In a clinical trial of 3 IMM treatment regimens for clinical mastitis due to organisms susceptible to penicillin, the authors concluded that the addition of dihydrostreptomycin with penicillin was of little benefit over penicillin alone (Ødegaard and Sviland, 2001). Bacterial cures rates were 60% or less and utilizing a very strict definition of complete recovery, recovery rates were 45% or less for the 3 groups compared. Likewise, in a New Zealand study IMM penicillin was equally effective as an IMM product with penicillin and dihydrostreptomycin (McDougall et al., 2007a). Progress does seem somewhat limited when the aforementioned studies are compared with a 1975 study of two IMM preparation that reported 58 and 61% cures (Faull and Ward, 1975).
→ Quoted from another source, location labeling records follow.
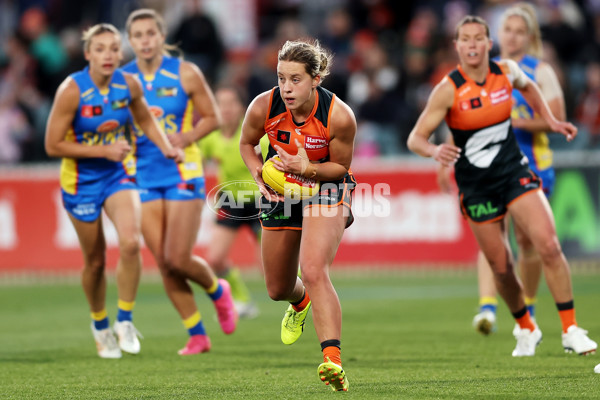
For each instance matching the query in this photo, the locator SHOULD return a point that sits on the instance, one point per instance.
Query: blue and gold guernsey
(535, 145)
(174, 110)
(100, 119)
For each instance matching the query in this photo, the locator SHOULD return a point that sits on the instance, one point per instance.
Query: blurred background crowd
(388, 56)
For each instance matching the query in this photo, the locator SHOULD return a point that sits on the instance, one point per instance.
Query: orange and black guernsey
(313, 133)
(479, 120)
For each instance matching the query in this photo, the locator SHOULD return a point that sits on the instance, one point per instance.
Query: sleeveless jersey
(174, 110)
(535, 145)
(313, 133)
(479, 120)
(100, 119)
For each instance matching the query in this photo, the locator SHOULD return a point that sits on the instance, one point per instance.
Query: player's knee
(279, 293)
(549, 250)
(129, 246)
(173, 263)
(96, 264)
(314, 274)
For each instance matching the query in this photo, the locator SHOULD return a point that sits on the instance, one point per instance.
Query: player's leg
(123, 208)
(530, 268)
(182, 225)
(532, 214)
(485, 320)
(222, 239)
(280, 266)
(178, 290)
(494, 245)
(93, 280)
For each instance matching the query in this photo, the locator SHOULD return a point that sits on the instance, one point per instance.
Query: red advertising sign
(400, 218)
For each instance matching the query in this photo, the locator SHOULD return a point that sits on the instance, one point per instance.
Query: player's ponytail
(148, 13)
(96, 30)
(527, 12)
(316, 59)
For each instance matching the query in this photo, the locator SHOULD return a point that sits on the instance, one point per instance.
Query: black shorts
(289, 214)
(487, 203)
(239, 215)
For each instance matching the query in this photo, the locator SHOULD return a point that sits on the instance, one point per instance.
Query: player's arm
(552, 93)
(252, 131)
(341, 145)
(444, 173)
(198, 90)
(60, 120)
(439, 102)
(533, 96)
(146, 121)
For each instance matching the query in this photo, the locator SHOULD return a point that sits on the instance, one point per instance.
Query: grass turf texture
(404, 336)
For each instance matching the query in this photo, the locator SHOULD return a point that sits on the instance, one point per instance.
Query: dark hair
(472, 19)
(316, 60)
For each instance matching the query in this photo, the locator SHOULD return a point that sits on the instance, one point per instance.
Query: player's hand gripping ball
(290, 185)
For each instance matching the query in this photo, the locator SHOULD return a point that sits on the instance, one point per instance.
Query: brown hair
(527, 13)
(316, 60)
(96, 30)
(148, 13)
(472, 19)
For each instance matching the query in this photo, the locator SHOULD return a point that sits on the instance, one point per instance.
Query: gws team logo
(224, 199)
(314, 142)
(108, 126)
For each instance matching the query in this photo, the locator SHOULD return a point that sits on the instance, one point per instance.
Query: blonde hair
(527, 12)
(148, 13)
(96, 30)
(472, 19)
(316, 60)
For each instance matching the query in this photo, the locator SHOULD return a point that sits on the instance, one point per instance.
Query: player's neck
(476, 73)
(101, 81)
(302, 113)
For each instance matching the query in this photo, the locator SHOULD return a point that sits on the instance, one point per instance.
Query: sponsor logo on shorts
(499, 96)
(482, 209)
(314, 142)
(156, 111)
(108, 126)
(83, 209)
(283, 136)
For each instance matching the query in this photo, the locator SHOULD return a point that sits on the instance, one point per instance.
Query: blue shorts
(188, 190)
(87, 208)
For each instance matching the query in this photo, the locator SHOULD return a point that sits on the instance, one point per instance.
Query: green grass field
(405, 336)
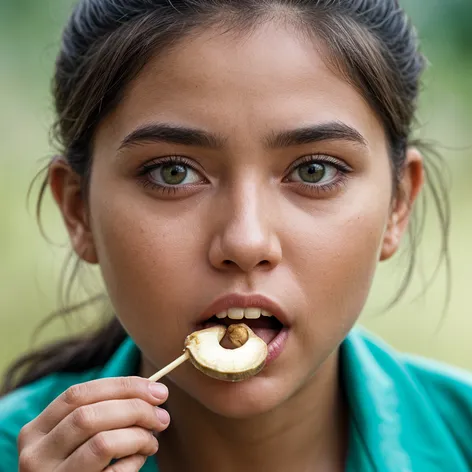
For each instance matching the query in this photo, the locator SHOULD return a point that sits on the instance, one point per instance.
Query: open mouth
(263, 323)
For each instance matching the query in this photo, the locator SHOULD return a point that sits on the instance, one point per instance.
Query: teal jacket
(407, 414)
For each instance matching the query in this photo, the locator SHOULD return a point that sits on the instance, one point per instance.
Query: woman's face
(283, 190)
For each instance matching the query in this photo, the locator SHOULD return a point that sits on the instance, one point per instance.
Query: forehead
(272, 77)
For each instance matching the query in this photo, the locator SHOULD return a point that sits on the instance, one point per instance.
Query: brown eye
(174, 174)
(314, 173)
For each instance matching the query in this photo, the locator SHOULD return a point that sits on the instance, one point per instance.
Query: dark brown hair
(106, 43)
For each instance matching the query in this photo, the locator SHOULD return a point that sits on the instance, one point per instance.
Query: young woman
(240, 158)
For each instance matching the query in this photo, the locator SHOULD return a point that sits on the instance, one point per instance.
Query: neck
(308, 432)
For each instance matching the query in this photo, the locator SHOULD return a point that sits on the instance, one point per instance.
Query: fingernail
(158, 391)
(163, 416)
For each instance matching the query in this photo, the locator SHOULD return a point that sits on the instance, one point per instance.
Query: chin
(242, 400)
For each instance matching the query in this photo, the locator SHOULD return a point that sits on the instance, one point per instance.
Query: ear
(66, 186)
(409, 188)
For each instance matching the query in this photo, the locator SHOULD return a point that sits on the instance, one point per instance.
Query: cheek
(143, 253)
(335, 258)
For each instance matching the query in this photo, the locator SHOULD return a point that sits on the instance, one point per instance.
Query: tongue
(267, 334)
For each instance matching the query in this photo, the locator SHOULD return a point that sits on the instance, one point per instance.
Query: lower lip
(276, 346)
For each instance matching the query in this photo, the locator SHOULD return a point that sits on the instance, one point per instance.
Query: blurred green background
(30, 266)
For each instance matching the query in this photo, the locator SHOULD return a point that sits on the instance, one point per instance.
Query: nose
(246, 239)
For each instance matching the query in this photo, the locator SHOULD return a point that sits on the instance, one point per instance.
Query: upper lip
(236, 300)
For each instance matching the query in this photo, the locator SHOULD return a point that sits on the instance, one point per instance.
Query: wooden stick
(173, 365)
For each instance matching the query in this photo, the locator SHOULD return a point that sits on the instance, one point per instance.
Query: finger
(130, 464)
(97, 391)
(89, 420)
(97, 453)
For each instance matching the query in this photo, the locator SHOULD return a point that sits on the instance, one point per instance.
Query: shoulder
(438, 392)
(449, 390)
(23, 405)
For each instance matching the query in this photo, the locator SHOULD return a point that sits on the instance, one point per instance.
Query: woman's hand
(92, 423)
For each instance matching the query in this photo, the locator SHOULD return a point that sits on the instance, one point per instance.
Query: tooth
(236, 313)
(252, 313)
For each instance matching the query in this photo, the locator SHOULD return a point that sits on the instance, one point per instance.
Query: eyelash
(343, 171)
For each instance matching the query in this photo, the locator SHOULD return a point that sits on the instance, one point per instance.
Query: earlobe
(409, 188)
(66, 188)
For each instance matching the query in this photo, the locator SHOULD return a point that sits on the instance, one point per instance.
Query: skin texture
(242, 227)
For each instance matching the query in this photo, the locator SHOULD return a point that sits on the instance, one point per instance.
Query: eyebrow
(330, 131)
(174, 134)
(168, 133)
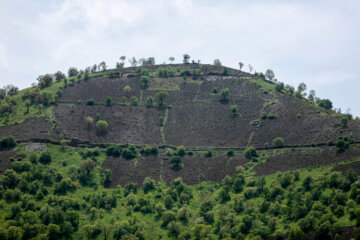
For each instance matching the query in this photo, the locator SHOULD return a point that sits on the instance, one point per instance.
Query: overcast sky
(316, 42)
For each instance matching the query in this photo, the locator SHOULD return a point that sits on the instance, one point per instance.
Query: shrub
(233, 109)
(181, 151)
(101, 126)
(325, 103)
(208, 154)
(90, 102)
(149, 101)
(230, 153)
(176, 163)
(278, 142)
(89, 121)
(161, 96)
(7, 143)
(279, 87)
(344, 122)
(134, 101)
(130, 152)
(224, 94)
(45, 158)
(145, 82)
(148, 184)
(250, 152)
(108, 101)
(150, 150)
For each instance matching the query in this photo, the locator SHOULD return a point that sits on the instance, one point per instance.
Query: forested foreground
(61, 194)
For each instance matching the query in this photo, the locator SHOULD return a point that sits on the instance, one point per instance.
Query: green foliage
(7, 143)
(279, 87)
(101, 127)
(108, 101)
(161, 96)
(176, 163)
(144, 82)
(250, 152)
(130, 152)
(224, 94)
(150, 150)
(45, 158)
(325, 103)
(278, 142)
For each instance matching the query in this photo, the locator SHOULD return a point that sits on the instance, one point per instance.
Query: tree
(161, 96)
(290, 89)
(279, 87)
(325, 103)
(269, 74)
(217, 63)
(224, 94)
(176, 163)
(127, 89)
(186, 58)
(250, 152)
(108, 101)
(344, 122)
(101, 126)
(233, 109)
(45, 158)
(59, 76)
(102, 66)
(278, 142)
(133, 62)
(45, 80)
(149, 101)
(89, 121)
(11, 90)
(145, 82)
(72, 72)
(241, 65)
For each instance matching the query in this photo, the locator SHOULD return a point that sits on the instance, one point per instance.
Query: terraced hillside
(185, 151)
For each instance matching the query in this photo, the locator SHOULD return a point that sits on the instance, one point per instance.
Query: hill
(153, 125)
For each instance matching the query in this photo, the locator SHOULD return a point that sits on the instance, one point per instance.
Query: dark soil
(127, 124)
(303, 159)
(98, 89)
(300, 123)
(36, 128)
(196, 169)
(344, 168)
(5, 159)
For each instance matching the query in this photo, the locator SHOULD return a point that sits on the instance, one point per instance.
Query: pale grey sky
(316, 42)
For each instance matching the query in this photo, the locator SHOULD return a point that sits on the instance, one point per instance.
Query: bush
(7, 143)
(108, 101)
(90, 102)
(278, 142)
(150, 150)
(208, 154)
(181, 151)
(279, 87)
(224, 94)
(176, 163)
(45, 158)
(130, 153)
(325, 103)
(101, 126)
(250, 152)
(145, 82)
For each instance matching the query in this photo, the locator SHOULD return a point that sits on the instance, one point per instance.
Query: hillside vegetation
(175, 151)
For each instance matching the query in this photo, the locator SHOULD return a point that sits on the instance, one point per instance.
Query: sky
(316, 42)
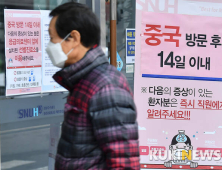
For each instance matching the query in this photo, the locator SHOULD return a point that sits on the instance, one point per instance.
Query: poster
(130, 46)
(23, 51)
(178, 83)
(48, 69)
(28, 68)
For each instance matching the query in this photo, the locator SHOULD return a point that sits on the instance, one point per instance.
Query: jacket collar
(70, 75)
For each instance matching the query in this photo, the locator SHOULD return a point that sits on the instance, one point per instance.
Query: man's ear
(76, 38)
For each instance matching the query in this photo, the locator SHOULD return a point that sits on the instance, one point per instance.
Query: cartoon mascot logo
(181, 151)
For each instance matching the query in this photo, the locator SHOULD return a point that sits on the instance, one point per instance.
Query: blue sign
(130, 46)
(119, 62)
(130, 33)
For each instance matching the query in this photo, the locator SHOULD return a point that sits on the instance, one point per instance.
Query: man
(99, 129)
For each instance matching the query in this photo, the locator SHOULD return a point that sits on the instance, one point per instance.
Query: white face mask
(56, 54)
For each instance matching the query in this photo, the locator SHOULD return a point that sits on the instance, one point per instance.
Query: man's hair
(76, 16)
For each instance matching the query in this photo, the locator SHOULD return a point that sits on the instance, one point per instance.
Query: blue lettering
(35, 112)
(26, 112)
(21, 113)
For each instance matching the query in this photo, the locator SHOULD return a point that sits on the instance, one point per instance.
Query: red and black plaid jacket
(99, 131)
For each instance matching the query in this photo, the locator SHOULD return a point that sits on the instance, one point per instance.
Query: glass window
(125, 19)
(25, 144)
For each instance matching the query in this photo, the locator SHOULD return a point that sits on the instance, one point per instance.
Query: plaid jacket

There are no peer-reviewed articles that indicate that FMO is beneficial in the treatment of clinical mastitis. A 2004 study found no benefit and even suggested that FMO may be detrimental in obtaining clinical cures for environmental streptococci (Roberson et al., 2004). A more recent study reported that milking 4x as a supportive therapy for mild, moderate and severe antimicrobially treated mastitis cases cannot be recommended (Krömker et al., 2010b).
Several studies have been conducted on the efficacy of anti-inflammatory therapy for cases of clinical mastitis without an overall consensus as to a consistent positive effect. Dascanio and others (1995) could find no significant benefit of either phenylbutazone or flunixin melamine when compared to a negative control for cows with acute toxic mastitis. A relatively recent study was conducted with meloxicam for mild clinical mastitis (McDougall et al., 2009b). While the authors reported no difference in treatment failures or milk yield, SCC was significantly lower in the meloxicam-tread group. Whether this lowered SCC is actually worthwhile is a matter for debate. A similar study conducted on moderate and or severe clinical mastitis cases is needed.